The first time I saw my grandmother salt her grapefruit I thought she was crazy. Then she had me try it. I was amazed that it didn’t taste salty! Instead, the salt brought out the sweetness in this fruit that, as a kid, I found otherwise too bitter.
That’s the interesting thing about our bodies. They’re way more complex than the map of the tongue with five taste zones on it that you may have seen in middle school. That map is incorrect, by the way, as there are not specific zones on your tongue that correspond to various tastes. Rather, all of the tastes can be detected all over the tongue.
Scientists are still trying to figure out how our sense of tastes works exactly, and some recently have suggested that our taste buds may be able to detect the presence of fat and carbohydrate. They are still working on figuring out how or why certain compounds like salt enhance the flavor of food.

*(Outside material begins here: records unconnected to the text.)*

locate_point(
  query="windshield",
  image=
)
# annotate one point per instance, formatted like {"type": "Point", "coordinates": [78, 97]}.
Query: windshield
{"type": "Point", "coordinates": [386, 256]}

Like salt, glutamate is another naturally occurring substance that makes food taste better. It is found inherently in foods like Parmesan cheese, tomatoes, and soy sauce; and pure glutamate can be found in MSG (monosodium glutamate). Glutamate is again similar to salt in that it not only enhances other flavors, it lends the food its own flavor too. In glutamate’s case, that flavor is umami (savory).
Having appealing food may seem like a luxury, but it’s pretty important when you consider that people generally won’t eat what doesn’t taste good. There’s nothing to be gained from eating being devoid of joy anyway. Flavor enhancers can make foods, especially healthy ones, more enjoyable, saving kids and parents from the “eat your vegetables” argument one dash of seasoning at a time.